I sound like I’m high right now. I promise, I’m not. I just haven’t been awake this early in a while.
i wonder if there’s an echo chamber effect with the dream images. we feel a small sense of fear, which directs the choice of image, which we then “interpret” as scary, which scares us more, and so on. it’s tough to put the breaks on in a dream.
anyways, signal degradation is an interesting way to put it. i think the concern with the signal relates to what burke is saying when he says that poets interest tends toward an interest in the means of poetry, not what is being expressed. i think stewart’s comment back on my tu fu post is instructive in this regard. like the keeper of a bonzai plant, tu fu is interested in creating highly crafted works that seem almost accidental, tossed off. but when you dwell in the poem for a while, sit with it, it blooms out. there isn’t a message in any proper sense, but tu fu is interested in shaping how his readers see the world.
i see the same impulse in minimalism (as i pointed out in my post about mock orange a few months back), though there’s a different strategy.
Nice to be reminded of Burke, whom I read as a student.
Thanks Micah… Much of what Burke said is seeming to prove out in the new neurological studies of the difference between self expression and self-performance. If the self is a “scene” then it will have actions corresponding to that scene. In so far as a self “expresses” itself as an act of language, it cannot avoid the scene/act ratio, and the self as act and the self as scene, and the self as agent of that act, working within that scene may have great trouble being recognized by the audience as an effective performance. if what the audience is accustomed to is a sort of fully performed”non-performance.”Of course, the chief formal problem of sincerity is to effectively seem not to be performing at all. In this respect, the genuine also has its rituals. It must seem non-performative. To a degree, much of contemporary poetry is written with this value of non-performance in mind, but sincerity is a “trope” and, as such, has certain formal laws governing it. Rhyme, metaphor, adynaton, any excess of literary devices will challenge the ritual of sincerity, which explains why Wordsworth may have de-emphasized these decorative devices, and opted for direct, or what he called “low” speech. Informality, in order to be effective, demands its own types of contrivance, and it is in this sense that Burke claimed style is always a “hortatory act”– implying a beneath which not. The Tu Fu poems were framed by Rexroth to promote an orientalism that served the modernist agenda. Like imagism Tu Fu comes off as direct, simple, paratactic. Williams’ “The Widdow’s Lament in Springtime” shows the influence of this supposedly “Simple” and more directstyle (as evinced by Pound).
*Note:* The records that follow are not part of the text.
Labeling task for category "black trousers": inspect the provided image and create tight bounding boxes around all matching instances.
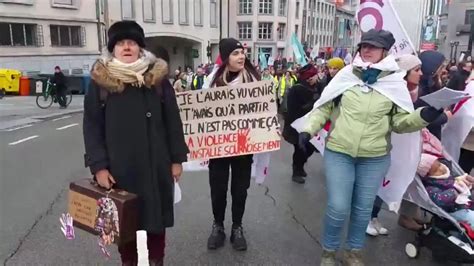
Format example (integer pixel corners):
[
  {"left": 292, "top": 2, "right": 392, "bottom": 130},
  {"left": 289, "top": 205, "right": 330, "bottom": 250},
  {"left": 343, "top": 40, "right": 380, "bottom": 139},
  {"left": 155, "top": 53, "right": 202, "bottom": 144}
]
[
  {"left": 209, "top": 155, "right": 253, "bottom": 226},
  {"left": 459, "top": 149, "right": 474, "bottom": 174},
  {"left": 293, "top": 143, "right": 316, "bottom": 170}
]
It would have been interesting to see how earlier writers, beofre the cult of directness, would have translated Tu Fu. Modern aesthetics often insist the genuine be devoid of too many decorative devices. This is a formal appeal to an abstract sense of the genuine. Burke wrote: the hypertrophy of information leads to the atrophy of form.” Many suffer the anxiety of selecting the information they place down. We suspect selection and contrivance as being phony, and so information becomes a moral imperative– especially information by an author who wishes to seem “direct.” As Mr. Corn pointed out in his recent review, we tend to read Shakespeare through this more stripped down ceremony of directness, and thereby, mis-read him in terms of his intentions. Anyway, thanks for thinking of Burke.